Travelling is indeed a part of education.  You not only get to see beautiful horizons and magnificent vistas, you also come into contact with various peoples, their cultures and traditions, and hopefully discover the reason why they do what they do.

Sometimes coming into contact with a different culture can leave you confused, maybe depressed and perhaps sad.  You might on the other hand find it intriguing, interesting, invigorating, hopeful and feel a desire to know more about it.  The latter has certainly been my experience since arriving here in Ireland.

One of the things I find quite fascinating are the doors of building.  They are as colourful as the rainbow and come in beautiful colours such as red, blue, orange, white, turquoise, green, purple, black, cyan, magenta, etc.  Not only do these doors charmingly light up the streets, they often have an interesting story and contribute to the culture.

 

An apocryphal story has it that two famous Irish writers, George Moore and Oliver St John Gogarty, were next door neighbours at the Ely Place.  The two men were quite eccentric and also had a somewhat unfortunate proclivity for the drink. In order to differentiate their houses and stop the other from attempting entry to the wrong address when off their respective trollies, they had their doors painted in widely differing colours.  Moore painted his door green, Gogarty painted his red.

 

The coloured doors became famous in the 1970s, around St Patrick’s Day.  During that time a collection of colourful doors appeared on posters in the windows of the Irish Tourism Offices on Fifth Avenue in New York City.  People who were going to watch the parade were enamoured of these colourful and intriguing images and wanted to find out more about them and how they could get copies of them.

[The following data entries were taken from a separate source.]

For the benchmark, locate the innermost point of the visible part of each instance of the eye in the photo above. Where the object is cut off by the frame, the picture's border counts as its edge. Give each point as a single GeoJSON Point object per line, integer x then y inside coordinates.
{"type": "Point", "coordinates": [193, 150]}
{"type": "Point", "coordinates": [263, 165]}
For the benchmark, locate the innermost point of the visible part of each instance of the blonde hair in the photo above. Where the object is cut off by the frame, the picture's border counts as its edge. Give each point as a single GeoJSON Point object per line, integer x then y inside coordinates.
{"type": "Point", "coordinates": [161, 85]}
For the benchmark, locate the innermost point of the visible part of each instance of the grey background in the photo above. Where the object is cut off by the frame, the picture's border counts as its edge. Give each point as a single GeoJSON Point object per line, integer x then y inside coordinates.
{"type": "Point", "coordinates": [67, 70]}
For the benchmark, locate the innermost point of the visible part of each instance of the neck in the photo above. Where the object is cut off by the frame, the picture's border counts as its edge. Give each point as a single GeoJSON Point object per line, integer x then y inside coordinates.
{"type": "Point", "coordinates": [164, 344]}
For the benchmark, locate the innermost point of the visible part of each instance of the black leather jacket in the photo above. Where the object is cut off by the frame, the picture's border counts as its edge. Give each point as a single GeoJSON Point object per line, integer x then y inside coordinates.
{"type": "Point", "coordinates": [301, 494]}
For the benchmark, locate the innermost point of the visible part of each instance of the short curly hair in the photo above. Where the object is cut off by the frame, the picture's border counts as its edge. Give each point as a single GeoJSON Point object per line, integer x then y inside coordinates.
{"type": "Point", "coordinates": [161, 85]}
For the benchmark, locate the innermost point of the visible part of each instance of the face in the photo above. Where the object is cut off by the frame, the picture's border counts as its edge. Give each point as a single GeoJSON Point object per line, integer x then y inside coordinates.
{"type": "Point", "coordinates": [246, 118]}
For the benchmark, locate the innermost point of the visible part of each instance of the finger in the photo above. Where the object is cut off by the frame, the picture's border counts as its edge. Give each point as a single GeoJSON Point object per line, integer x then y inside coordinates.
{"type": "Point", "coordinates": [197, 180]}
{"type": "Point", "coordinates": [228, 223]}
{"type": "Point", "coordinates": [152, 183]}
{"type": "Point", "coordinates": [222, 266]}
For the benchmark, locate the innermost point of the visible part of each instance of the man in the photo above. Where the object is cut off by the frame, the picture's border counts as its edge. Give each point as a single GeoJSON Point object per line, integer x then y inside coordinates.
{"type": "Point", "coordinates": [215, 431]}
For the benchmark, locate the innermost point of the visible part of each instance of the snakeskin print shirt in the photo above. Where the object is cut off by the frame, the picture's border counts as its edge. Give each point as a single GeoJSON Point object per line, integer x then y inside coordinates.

The photos were taken by Bob Fearon, head of the advertisement agency in New York City, who was in Dublin for a commercial photo-shoot.  Strolling pass Merrion Square and Fitzwilliam Square on his way back to his hotel room he couldn’t help noticing the colourful Georgian doors.  With his camera he took photos of the doors, hoping to make an art collage for himself.

After combining the photographs into an attractive display he showed it to Joe Malone who thought it was brilliant and proposed that it should be displayed in the window of the Irish Tourism Office for St Patrick’s Day.  The board in charge of Irish Tourism bought the right to the collage.  It has remained popular ever since.